The number of alcohol-related incidents attended by the London Ambulance Service has risen by the highest amount since 2008.
According to official statistics, LAS staff dealt with 68,792 patients in 2010/11 who’d had too much to drink – an increase of 7.9 per cent on the year before.
Excessive alcohol consumption is playing an ever-increasing part in call-outs attended by ambulance crews.
In October 2010 the Service revealed that 50 youths needed an ambulance every week due to excessive alcohol consumption while figures published in January showed New Year’s Eve was the service’s “busiest ever night” with over 2,600 calls received by its control room.
According to this year’s figures, Westminster has the highest number of alcohol-related incidents (6,748) and the highest percentage of callouts which are alcohol-related (13.3%):
Source: London Ambulance Service
Ambulance Operations Manager Athar Khan said: “On average our staff now deal with 188 drunk patients every single day and that takes resources away from people who really need our help.
“Drinking too much can put people at risk.
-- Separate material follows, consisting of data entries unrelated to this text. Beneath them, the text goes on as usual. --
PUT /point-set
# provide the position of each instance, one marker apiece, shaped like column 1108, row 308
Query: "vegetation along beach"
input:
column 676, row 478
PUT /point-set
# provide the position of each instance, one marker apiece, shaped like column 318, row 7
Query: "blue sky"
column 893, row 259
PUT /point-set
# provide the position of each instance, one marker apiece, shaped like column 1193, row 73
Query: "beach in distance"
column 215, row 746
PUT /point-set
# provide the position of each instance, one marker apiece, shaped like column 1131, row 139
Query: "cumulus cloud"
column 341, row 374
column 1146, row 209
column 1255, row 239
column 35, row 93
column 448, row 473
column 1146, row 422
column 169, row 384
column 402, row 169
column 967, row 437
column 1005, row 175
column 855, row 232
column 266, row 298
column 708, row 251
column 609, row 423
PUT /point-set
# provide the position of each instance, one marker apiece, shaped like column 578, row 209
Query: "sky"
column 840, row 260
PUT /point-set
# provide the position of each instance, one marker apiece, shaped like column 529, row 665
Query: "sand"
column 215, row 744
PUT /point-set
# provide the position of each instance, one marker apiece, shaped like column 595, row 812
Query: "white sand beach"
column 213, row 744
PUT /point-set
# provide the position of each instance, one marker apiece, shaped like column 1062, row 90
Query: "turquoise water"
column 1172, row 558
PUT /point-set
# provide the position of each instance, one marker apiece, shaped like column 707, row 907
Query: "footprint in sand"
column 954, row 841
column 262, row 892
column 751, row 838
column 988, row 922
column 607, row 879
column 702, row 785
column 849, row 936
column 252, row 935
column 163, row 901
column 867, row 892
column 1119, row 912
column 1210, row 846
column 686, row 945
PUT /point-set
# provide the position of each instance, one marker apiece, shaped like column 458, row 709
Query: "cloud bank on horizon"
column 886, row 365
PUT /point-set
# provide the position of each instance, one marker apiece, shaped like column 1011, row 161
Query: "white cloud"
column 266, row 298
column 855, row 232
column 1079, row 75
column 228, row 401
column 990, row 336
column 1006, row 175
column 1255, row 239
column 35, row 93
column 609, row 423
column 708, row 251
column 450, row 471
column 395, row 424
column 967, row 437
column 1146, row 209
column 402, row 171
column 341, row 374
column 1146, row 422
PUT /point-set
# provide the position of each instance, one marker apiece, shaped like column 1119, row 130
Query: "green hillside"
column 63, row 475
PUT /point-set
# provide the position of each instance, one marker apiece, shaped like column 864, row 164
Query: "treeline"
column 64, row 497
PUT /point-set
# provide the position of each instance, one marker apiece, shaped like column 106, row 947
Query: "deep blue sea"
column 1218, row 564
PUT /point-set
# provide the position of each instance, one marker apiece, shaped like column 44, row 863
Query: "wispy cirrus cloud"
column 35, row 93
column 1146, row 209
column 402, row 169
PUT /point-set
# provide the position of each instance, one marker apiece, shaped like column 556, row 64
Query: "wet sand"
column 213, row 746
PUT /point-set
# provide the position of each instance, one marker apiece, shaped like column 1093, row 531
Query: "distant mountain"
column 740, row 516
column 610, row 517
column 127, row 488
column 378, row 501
It impairs your judgement, affects the quality of sleep you get and, in the longer term, it can lead to serious illnesses like liver or heart disease.
“People should go out and have a good time but think about the consequences of excessive drinking on your health, the ambulance service and the wider NHS. Don’t put extra pressure on us at the end of a night out.
“We need to be able to take care of patients in life-threatening emergencies, for example people suffering a cardiac arrest or those with serious injuries. If our staff are dealing with patients who are simply drunk, they won’t be able to do that.
“People must consider other healthcare options available to them, including making their own way to hospital – going in an ambulance will not mean you’ll be seen any quicker.”